In Jay’s campaign fundraising email, his campaign manager writes “Jay has made it crystal clear: It’s time for Washington’s minimum wage to keep pace with cost-of-living increases.”
Umm, what part of Initiative 688 doesn’t the Inslee campaign understand? The voter-passed law has been in place for almost two decades, and increased out state’s minimum wage by over 80% during that time, due on a “cost-of-living adjustment to the minimum wage each year based on the federal Consumer Price Index.”
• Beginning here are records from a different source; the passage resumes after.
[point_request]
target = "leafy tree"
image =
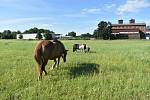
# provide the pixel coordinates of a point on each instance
(87, 35)
(14, 34)
(48, 36)
(103, 30)
(39, 36)
(20, 36)
(7, 35)
(73, 34)
(0, 35)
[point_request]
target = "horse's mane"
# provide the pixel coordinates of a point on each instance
(61, 44)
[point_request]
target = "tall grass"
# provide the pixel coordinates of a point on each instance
(113, 70)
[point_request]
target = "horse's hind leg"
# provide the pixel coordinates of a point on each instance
(43, 66)
(58, 62)
(55, 62)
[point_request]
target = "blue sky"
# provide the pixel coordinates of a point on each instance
(63, 16)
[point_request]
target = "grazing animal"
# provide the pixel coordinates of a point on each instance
(82, 47)
(47, 50)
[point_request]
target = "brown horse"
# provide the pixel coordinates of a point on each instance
(47, 50)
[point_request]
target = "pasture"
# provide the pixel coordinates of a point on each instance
(113, 70)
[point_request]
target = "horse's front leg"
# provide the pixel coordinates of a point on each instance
(58, 62)
(55, 62)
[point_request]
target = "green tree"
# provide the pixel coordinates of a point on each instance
(20, 36)
(39, 36)
(87, 35)
(103, 30)
(14, 34)
(48, 36)
(7, 34)
(73, 34)
(0, 35)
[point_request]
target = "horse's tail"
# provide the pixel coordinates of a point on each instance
(38, 55)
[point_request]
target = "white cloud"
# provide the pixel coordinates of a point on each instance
(132, 6)
(22, 20)
(91, 10)
(75, 15)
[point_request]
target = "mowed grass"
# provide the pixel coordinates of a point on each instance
(113, 70)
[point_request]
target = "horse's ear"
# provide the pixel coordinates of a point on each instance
(66, 50)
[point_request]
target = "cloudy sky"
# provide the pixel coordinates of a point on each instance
(63, 16)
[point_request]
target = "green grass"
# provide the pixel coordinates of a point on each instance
(113, 70)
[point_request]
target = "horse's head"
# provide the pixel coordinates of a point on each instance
(64, 55)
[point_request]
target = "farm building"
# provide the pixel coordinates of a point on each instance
(131, 30)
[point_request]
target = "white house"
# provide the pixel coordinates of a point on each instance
(33, 35)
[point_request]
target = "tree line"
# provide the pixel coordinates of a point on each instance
(103, 31)
(7, 34)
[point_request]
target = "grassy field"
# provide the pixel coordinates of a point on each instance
(113, 70)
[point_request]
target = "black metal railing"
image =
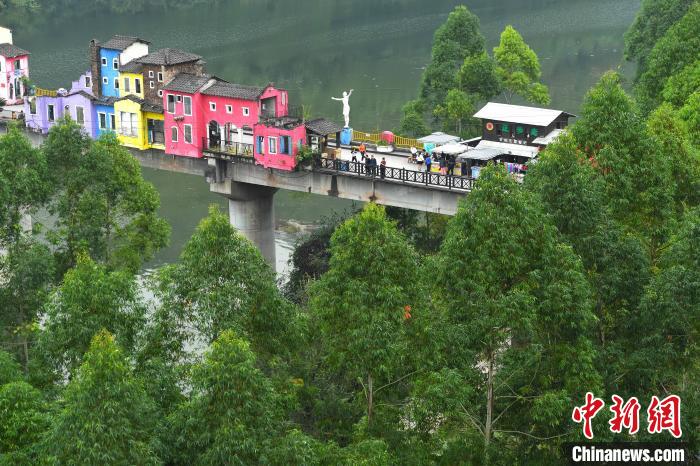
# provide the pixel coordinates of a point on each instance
(395, 174)
(229, 148)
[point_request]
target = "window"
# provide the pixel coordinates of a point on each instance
(171, 103)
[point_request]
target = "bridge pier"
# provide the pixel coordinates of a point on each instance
(252, 212)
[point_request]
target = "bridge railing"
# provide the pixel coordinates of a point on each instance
(225, 147)
(396, 174)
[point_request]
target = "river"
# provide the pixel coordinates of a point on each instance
(316, 49)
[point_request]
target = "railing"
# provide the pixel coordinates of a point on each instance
(39, 92)
(224, 147)
(396, 174)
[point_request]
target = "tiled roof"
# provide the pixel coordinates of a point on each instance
(323, 127)
(168, 57)
(186, 82)
(11, 51)
(132, 67)
(235, 91)
(120, 43)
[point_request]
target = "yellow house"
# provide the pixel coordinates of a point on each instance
(140, 124)
(131, 80)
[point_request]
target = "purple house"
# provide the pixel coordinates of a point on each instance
(46, 107)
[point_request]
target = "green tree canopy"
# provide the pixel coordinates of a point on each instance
(105, 417)
(233, 413)
(518, 68)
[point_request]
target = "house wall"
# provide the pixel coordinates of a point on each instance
(108, 110)
(279, 161)
(8, 77)
(132, 77)
(135, 50)
(178, 119)
(108, 71)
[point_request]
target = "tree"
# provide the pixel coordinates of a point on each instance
(457, 107)
(518, 68)
(518, 320)
(28, 273)
(105, 207)
(677, 49)
(365, 301)
(105, 416)
(654, 18)
(23, 420)
(233, 413)
(90, 298)
(222, 282)
(478, 77)
(458, 38)
(23, 185)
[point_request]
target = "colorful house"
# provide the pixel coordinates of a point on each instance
(139, 123)
(14, 66)
(207, 112)
(44, 109)
(107, 58)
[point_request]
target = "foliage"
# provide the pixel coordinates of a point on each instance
(105, 207)
(654, 18)
(233, 413)
(90, 298)
(23, 420)
(222, 282)
(23, 185)
(518, 69)
(458, 38)
(676, 50)
(361, 302)
(105, 414)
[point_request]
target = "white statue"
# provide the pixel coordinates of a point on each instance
(346, 105)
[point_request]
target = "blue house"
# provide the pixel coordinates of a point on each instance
(106, 59)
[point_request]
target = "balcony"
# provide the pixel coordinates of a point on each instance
(223, 149)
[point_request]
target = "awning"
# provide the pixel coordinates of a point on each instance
(438, 139)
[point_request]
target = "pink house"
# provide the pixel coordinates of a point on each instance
(208, 113)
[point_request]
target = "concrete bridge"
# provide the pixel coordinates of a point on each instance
(250, 188)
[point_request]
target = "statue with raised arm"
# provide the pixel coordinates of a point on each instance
(346, 106)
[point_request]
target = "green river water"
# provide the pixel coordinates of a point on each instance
(316, 49)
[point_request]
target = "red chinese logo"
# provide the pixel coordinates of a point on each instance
(665, 415)
(587, 412)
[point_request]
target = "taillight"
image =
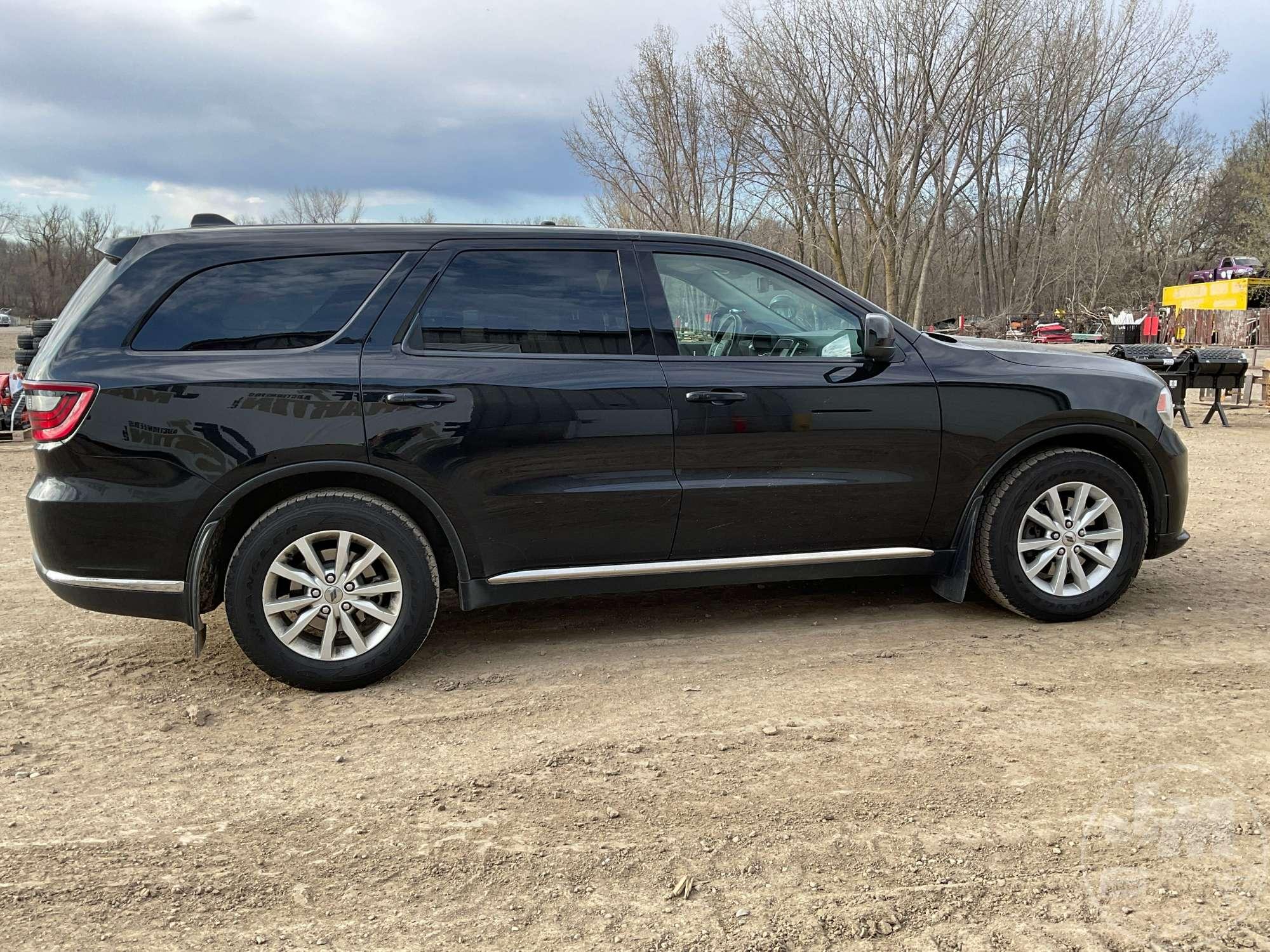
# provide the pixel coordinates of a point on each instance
(57, 409)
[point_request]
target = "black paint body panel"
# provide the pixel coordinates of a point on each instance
(552, 461)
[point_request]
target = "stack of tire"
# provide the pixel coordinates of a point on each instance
(29, 345)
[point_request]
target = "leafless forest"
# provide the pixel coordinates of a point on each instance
(942, 157)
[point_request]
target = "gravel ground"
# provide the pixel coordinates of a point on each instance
(835, 765)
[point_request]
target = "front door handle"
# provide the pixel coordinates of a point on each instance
(417, 398)
(716, 397)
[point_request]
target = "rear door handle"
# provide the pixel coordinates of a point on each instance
(716, 397)
(421, 399)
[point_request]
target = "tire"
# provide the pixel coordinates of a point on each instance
(1008, 527)
(316, 659)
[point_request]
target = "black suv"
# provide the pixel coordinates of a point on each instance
(327, 426)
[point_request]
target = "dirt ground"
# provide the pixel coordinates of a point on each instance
(843, 765)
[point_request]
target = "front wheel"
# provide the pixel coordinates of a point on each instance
(332, 591)
(1062, 536)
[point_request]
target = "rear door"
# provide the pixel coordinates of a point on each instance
(521, 390)
(787, 439)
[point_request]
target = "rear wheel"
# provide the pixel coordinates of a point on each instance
(1062, 536)
(332, 590)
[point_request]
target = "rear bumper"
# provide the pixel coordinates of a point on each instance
(142, 598)
(1166, 544)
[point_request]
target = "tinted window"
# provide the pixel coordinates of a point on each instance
(730, 308)
(526, 303)
(284, 303)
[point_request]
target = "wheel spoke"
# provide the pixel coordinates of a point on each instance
(1056, 506)
(1038, 517)
(350, 628)
(365, 562)
(286, 572)
(289, 605)
(328, 638)
(374, 610)
(342, 554)
(1042, 562)
(1099, 557)
(1080, 502)
(312, 559)
(1032, 545)
(378, 588)
(1060, 579)
(299, 625)
(1074, 564)
(1094, 512)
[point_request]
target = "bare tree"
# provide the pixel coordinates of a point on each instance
(319, 206)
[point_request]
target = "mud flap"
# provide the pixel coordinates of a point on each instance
(194, 579)
(200, 635)
(953, 585)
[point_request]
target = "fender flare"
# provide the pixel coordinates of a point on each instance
(953, 585)
(222, 510)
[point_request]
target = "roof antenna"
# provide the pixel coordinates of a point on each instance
(208, 219)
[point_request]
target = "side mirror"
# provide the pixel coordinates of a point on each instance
(879, 338)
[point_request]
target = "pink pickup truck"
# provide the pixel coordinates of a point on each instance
(1230, 267)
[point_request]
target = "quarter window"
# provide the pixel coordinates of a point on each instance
(730, 308)
(526, 303)
(271, 305)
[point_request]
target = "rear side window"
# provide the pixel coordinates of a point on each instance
(526, 303)
(274, 305)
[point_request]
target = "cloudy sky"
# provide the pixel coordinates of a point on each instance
(172, 107)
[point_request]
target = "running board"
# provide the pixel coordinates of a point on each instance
(707, 565)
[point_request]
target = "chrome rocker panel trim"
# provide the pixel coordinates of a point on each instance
(705, 565)
(87, 582)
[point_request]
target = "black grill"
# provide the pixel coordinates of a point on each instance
(1175, 371)
(1217, 369)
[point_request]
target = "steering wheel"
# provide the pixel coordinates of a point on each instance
(785, 305)
(726, 334)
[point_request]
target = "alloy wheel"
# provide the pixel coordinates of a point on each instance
(1070, 539)
(332, 596)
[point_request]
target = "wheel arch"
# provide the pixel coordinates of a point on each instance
(1111, 442)
(233, 516)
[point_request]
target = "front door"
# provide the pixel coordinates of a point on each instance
(525, 397)
(787, 439)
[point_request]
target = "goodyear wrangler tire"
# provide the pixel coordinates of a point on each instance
(332, 591)
(1062, 536)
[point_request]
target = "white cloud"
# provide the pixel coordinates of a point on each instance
(180, 204)
(48, 187)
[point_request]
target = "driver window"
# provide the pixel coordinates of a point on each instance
(728, 308)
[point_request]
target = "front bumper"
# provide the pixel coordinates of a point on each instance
(142, 598)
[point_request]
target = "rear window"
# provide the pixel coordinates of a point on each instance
(526, 303)
(272, 305)
(84, 298)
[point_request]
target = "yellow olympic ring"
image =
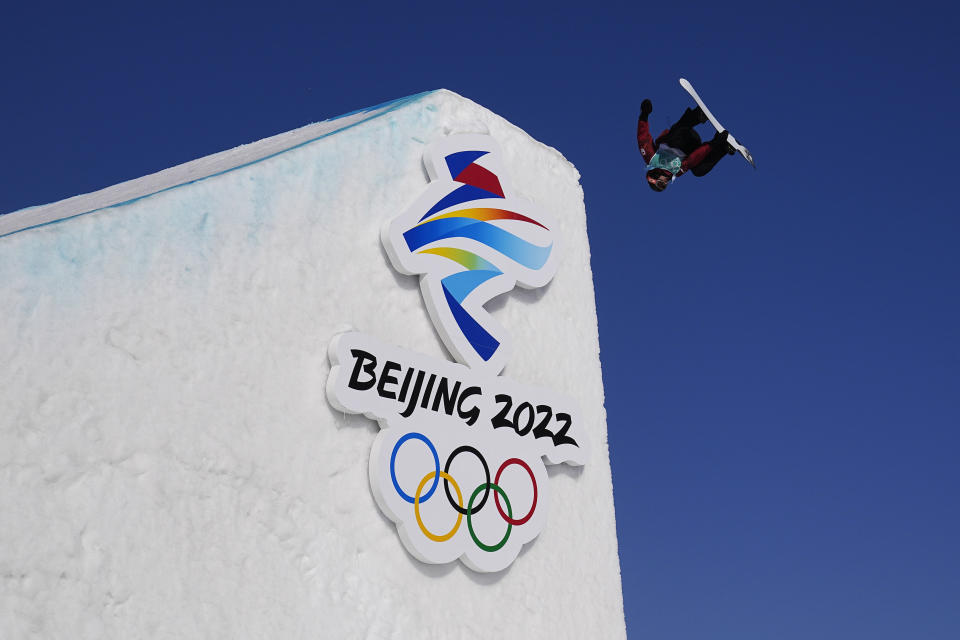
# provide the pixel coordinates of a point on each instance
(416, 506)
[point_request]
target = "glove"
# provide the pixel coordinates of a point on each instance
(646, 107)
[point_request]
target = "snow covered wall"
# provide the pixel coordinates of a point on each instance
(170, 466)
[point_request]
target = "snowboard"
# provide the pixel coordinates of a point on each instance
(719, 127)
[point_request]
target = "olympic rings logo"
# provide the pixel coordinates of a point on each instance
(436, 475)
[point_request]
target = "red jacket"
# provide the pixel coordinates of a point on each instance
(648, 147)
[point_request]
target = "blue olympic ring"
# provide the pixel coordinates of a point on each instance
(393, 461)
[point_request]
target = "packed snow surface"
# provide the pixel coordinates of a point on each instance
(169, 464)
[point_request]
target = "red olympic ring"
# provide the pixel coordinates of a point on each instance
(496, 496)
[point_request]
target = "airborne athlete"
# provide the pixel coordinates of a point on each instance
(679, 148)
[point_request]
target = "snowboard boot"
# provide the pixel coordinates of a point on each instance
(646, 108)
(720, 142)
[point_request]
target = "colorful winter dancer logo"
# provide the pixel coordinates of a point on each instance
(470, 240)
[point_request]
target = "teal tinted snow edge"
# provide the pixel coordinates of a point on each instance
(387, 107)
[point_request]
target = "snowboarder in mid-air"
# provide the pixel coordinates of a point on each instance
(679, 148)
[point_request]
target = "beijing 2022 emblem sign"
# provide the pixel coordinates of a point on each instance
(459, 462)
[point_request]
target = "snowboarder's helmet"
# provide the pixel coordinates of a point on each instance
(658, 179)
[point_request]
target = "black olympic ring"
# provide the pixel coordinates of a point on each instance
(486, 472)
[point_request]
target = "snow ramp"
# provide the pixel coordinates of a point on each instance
(170, 464)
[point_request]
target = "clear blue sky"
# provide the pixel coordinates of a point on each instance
(781, 347)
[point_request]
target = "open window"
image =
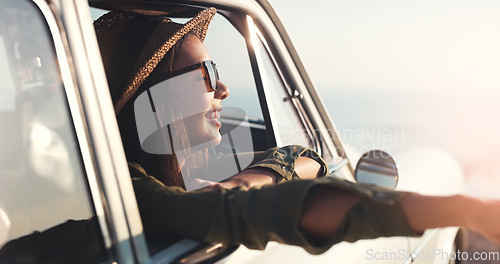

Evidently the opportunity to make a false attack on his opponent Bill Bryant (“There’s only one candidate running for governor this year who supports a fair minimum wage”) overrode actually telling the truth in the email.
Clay Fitzgerald says
Depend on a democrat to lie to gain brownie points with the idiots that he wants to support him.
tensor says
This all sounds very familiar:
As Attorney General, McKenna tried to reinterpret the law in order to deny a 12-cent cost of living adjustment in 2011. Citing McKenna’s opinion, corporate lobbying groups representing minimum-wage paying industries sued the state to try to block that year’s increase. A Kittitas County judge quickly ruled against them on summary judgment, saying the law was clear and the 12-cent increase in 2011 should proceed.
But the industries that pay low wages haven’t forgotten McKenna’s advocacy. The PACs for the Washington Farm Bureau, the Washington Restaurant Association (biggest funder: McDonald’s) and the Washington Retail Association have all given the maximum legal contribution to McKenna’s campaign. Plus, four of the six largest low-wage employers in the country have contributed thousands to McKenna — Walmart, McDonald’s, Subway, and Yum Brands (which owns Taco Bell, Pizza Hut and KFC).
Yep, it’s all there: pay-for-play, taxpayer resources squandered on behalf of contributors, and — Attorney General McKenna’s personal specialty — a needless and self-inflicted total defeat in court. Little wonder his former campaign staff here were so quick to accuse Gov. Inslee of the same (minus the legal defeat, of course).